In [19]:
!pip install scikit-optimize --quiet

In [20]:
# Import necessary libraries
from sklearn.datasets import load_iris
from sklearn.model_selection import train_test_split
from sklearn.ensemble import RandomForestClassifier
from sklearn.metrics import accuracy_score, f1_score

from skopt import BayesSearchCV
from skopt.space import Real, Integer, Categorical

In [21]:
# Load a sample dataset (the Iris dataset for simplicity)
iris = load_iris()
X, y = iris.data, iris.target
X_train, X_test, y_train, y_test = train_test_split(X, y, test_size=0.2, random_state=42)

In [22]:
# 1. Define the model you want to tune
model = RandomForestClassifier(random_state=42)

In [23]:
# 2. Define the hyperparameter search space
#    Each key in this dictionary is a hyperparameter name (must match the model's parameters)
#    Each value is a search space defined using skopt.space functions:
#    - Real: for continuous hyperparameters (e.g., learning rate)
#    - Integer: for integer hyperparameters (e.g., number of trees)
#    - Categorical: for discrete hyperparameters (e.g., the criterion to split nodes)
param_space = {
    'n_estimators': Integer(50, 200),        # Number of trees in the forest (between 50 and 200)
    'max_depth': Integer(5, 15),             # Maximum depth of the tree (between 5 and 15)
    'min_samples_split': Integer(2, 10),     # Minimum number of samples required to split an internal node (between 2 and 10)
    'min_samples_leaf': Integer(1, 5),      # Minimum number of samples required to be at a leaf node (between 1 and 5)
    'criterion': Categorical(['gini', 'entropy']) # The function to measure the quality of a split (either 'gini' or 'entropy')
}

In [39]:
def weighted_f1(estimator, X, y):
    """
    Custom scoring function to calculate the weighted F1-score.
    """
    y_pred = estimator.predict(X)
    return f1_score(y, y_pred, average='weighted')

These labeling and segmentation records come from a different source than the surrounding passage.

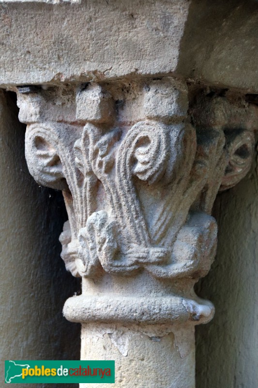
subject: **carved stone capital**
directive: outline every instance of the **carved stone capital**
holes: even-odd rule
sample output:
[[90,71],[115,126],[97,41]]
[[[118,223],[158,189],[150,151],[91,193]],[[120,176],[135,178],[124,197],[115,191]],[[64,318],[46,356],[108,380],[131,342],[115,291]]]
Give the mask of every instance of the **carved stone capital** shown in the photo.
[[[159,339],[166,353],[172,333],[180,355],[164,368],[189,370],[193,328],[214,314],[193,289],[215,254],[212,205],[250,168],[257,112],[203,92],[188,111],[186,85],[168,77],[21,87],[17,95],[30,171],[65,201],[61,257],[82,278],[83,292],[64,313],[83,324],[83,349],[91,349],[83,356],[99,357],[96,339],[107,334],[122,367],[131,341],[144,353],[150,345],[141,335]],[[181,385],[150,372],[142,387],[192,388],[194,363],[190,369]],[[116,387],[129,386],[119,378]]]

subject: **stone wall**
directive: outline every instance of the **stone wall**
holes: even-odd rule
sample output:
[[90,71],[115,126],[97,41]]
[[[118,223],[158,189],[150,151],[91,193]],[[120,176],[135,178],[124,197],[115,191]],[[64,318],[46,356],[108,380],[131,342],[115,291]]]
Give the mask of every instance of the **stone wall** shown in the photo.
[[79,325],[62,314],[67,297],[80,288],[60,257],[63,201],[30,175],[25,127],[9,95],[0,93],[2,383],[4,360],[78,359],[80,348]]
[[199,293],[216,306],[196,330],[197,387],[256,388],[258,381],[258,184],[255,166],[219,194],[217,256]]

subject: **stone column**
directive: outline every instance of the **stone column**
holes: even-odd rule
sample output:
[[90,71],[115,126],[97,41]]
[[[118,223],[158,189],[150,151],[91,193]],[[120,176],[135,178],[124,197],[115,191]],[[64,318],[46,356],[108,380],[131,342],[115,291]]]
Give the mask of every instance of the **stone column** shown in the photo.
[[82,293],[63,312],[81,358],[115,359],[116,388],[194,388],[194,327],[214,307],[194,286],[215,254],[217,193],[250,167],[255,109],[203,89],[188,111],[167,77],[16,91],[30,171],[67,209],[61,256]]

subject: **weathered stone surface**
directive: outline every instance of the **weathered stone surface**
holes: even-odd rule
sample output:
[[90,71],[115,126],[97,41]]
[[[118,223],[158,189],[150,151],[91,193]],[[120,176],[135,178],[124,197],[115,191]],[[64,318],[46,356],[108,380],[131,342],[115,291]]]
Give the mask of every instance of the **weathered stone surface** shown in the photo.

# 3. Initialize the BayesSearchCV object
#    - estimator: The model to tune (our RandomForestClassifier)
#    - search_spaces: The hyperparameter search space we defined
#    - n_iter: The number of iterations to perform (how many different hyperparameter combinations to try)
#    - scoring: The metric to optimize (here, we want to maximize accuracy)
#    - cv: The number of cross-validation folds to use for evaluating each hyperparameter combination
#    - n_jobs: Number of jobs to run in parallel (-1 means use all available cores)
#    - random_state: For reproducibility
bayes_search = BayesSearchCV(
    estimator=model,
    search_spaces=param_space,
    n_iter=50,
    scoring= weighted_f1,
    cv=3,
    n_jobs=-1,
    random_state=42,
)

In [40]:
# 4. Run the Bayesian Optimization
print("Starting Bayesian Optimization...")
bayes_search.fit(X_train, y_train)
print("Bayesian Optimization finished!")

Starting Bayesian Optimization...
Bayesian Optimization finished!


In [44]:
# 5. Get the best hyperparameters and the best score
print("\nBest hyperparameters found:")
print(bayes_search.best_params_)
print("\nBest accuracy score (on cross-validation):")
print(bayes_search.best_score_)


# 6. Evaluate the model with the best hyperparameters on the test set
best_model = bayes_search.best_estimator_
y_pred = best_model.predict(X_test)
test_accuracy = f1_score(y_test, y_pred, average='weighted')
print("\nTest accuracy with the best hyperparameters:")
print(test_accuracy)


Best hyperparameters found:
OrderedDict([('criterion', 'gini'), ('max_depth', 12), ('min_samples_leaf', 5), ('min_samples_split', 5), ('n_estimators', 151)])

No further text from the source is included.